Will eigentlich jetzt sowas machen object1.getObjects2().add(object2) und die Table soll ein refresh erhalten...


----------



## Wildcard (13. Dez 2010)

Lass deine generierten ItemProvider zusätzlich ITableItemContentProvider implementieren.
Siehe dazu hier im Kapitel Tables:
Using EMF


----------



## Gast2 (13. Dez 2010)

Wildcard hat gesagt.:


> Lass deine generierten ItemProvider zusätzlich ITableItemContentProvider implementieren.
> Siehe dazu hier im Kapitel Tables:
> Using EMF



Kannte ich noch nicht sieht interessant aus. Morgen mal genauer durchlesen.


----------



## Gast2 (13. Dez 2010)

Wildcard hat gesagt.:


> Lass deine generierten ItemProvider zusätzlich ITableItemContentProvider implementieren.
> Siehe dazu hier im Kapitel Tables:
> Using EMF


Der Labelprovider funktioniert einwandfrei =)...

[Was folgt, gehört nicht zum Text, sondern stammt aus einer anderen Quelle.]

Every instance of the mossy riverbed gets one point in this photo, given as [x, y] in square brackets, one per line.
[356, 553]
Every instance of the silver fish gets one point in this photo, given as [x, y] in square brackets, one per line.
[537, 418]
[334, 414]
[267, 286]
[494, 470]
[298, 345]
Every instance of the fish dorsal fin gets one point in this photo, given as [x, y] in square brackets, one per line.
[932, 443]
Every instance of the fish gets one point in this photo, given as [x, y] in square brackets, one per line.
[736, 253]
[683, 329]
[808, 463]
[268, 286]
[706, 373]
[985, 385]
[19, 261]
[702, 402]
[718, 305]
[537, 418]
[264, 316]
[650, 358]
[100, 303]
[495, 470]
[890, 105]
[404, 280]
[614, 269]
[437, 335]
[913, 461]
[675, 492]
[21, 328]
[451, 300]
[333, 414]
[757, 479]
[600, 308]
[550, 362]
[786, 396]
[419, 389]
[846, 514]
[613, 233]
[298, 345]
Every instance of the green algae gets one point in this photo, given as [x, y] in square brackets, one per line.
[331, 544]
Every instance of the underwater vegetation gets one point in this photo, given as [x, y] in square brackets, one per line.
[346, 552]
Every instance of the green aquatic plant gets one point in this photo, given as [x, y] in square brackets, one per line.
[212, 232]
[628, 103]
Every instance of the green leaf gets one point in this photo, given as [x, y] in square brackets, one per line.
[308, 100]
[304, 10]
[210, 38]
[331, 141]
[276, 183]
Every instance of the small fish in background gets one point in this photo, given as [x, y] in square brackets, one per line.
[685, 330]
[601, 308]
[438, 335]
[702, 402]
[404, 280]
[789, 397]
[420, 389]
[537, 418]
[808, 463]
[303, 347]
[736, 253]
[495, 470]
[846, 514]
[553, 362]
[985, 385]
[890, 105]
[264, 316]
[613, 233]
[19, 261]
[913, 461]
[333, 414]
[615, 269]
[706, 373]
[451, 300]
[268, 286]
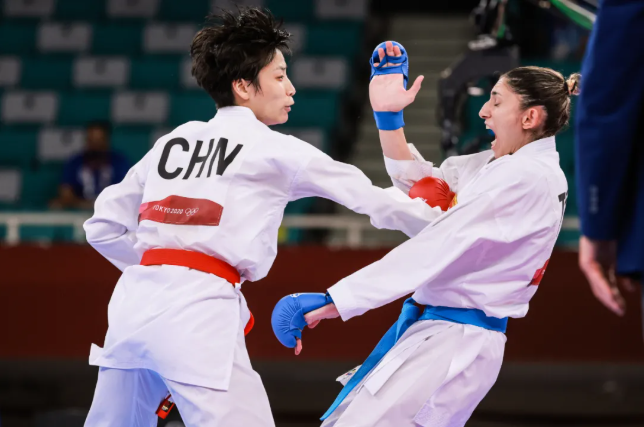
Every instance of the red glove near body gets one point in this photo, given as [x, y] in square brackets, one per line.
[434, 191]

Mhm was muss ich für den ContentProvider noch machen? DDie Tabelle wird nicht gerefreshed...
Was muss ich den als Input mitgeben? Object 1 oder die Liste von Object2?


----------



## Wildcard (14. Dez 2010)

> Mhm was muss ich für den ContentProvider noch machen? DDie Tabelle wird nicht gerefreshed...


Änderst du auch die gleiche Instanz die auch in der Tabelle enthalten ist?


> Was muss ich den als Input mitgeben? Object 1 oder die Liste von Object2?


Normal den Parent der Objekte die du anzeigen möchtest, du kannst aber auch eine Liste verwenden.


----------



## Gast2 (14. Dez 2010)

Wildcard hat gesagt.:


> Änderst du auch die gleiche Instanz die auch in der Tabelle enthalten ist?


Es kommt ersteinmal gar nichts in die Tabelle rein. Also ich hab ein AddCommand
und dann mach ich sowas object1.getObjects2().add(object)




Wildcard hat gesagt.:


> Änderst du auch die gleiche Instanz die auch in der Tabelle enthalten ist?
> 
> Normal den Parent der Objekte die du anzeigen möchtest, du kannst aber auch eine Liste verwenden.



Hab beides versucht... Wenn ich den parent übergebe verstehe ich halt nicht woher er wissen soll dass er die Objekte 2 von objekt1 anzeigen lassen soll.
Muss ich den ItemProvider vom parent(Object1) auch händisch überarbeiten?


----------



## Wildcard (14. Dez 2010)

> Hab beides versucht... Wenn ich den parent übergebe verstehe ich halt nicht woher er wissen soll dass er die Objekte 2 von objekt1 anzeigen lassen soll.
> Muss ich den ItemProvider vom parent(Object1) auch händisch überarbeiten?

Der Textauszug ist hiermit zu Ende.